What’s the best way to improve the social networks of those seeking recovery? Answer: Introduce them to other recovering people.
A recent study reported that men and women benefit from AA in different ways:
For both men and women, participation in AA increased confidence in the ability to cope with high-risk drinking situations and increased the number of social contacts who supported recovery efforts. But the effect of both of those changes on the ability to abstain from drinking was about twice as strong for men as for women. In contrast, women benefitted much more than men from improved confidence in their ability to abstain during times when they were sad or depressed. “It is striking that this effect was virtually absent in men while it was a major contributor to women’s ability to remain abstinent and to limit the number of drinks they consumed when they did drink,” says Hoeppner. Several factors that helped to reduce the intensity of drinking in men – such as less depression and fewer friends who encouraged drinking – did not appear to be as important for helping women.
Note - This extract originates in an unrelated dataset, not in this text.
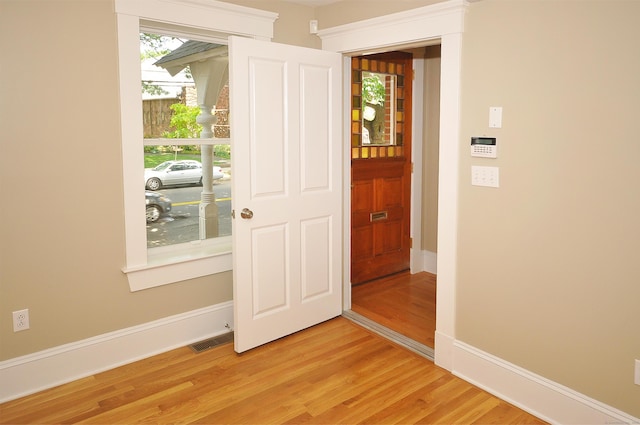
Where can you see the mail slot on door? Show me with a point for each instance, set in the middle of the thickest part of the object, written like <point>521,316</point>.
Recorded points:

Kelly says,”AA helps both men and women stay sober following treatment by enhancing sober social networks and boosting confidence in coping with high-risk social situations. In terms ofalcoholism recovery more generally, we found the ability to handle negative moods and emotions was important for women but not for men. Conversely, coping with high-risk social situations – which could be attending sports or other events where people are likely to drink – was important for men but not women. These differences suggests that, for women, finding alternative ways to cope with negative emotions may yield recovery benefits, while among men, a greater focus on coping with social occasions that feature drinking may enhance recovery.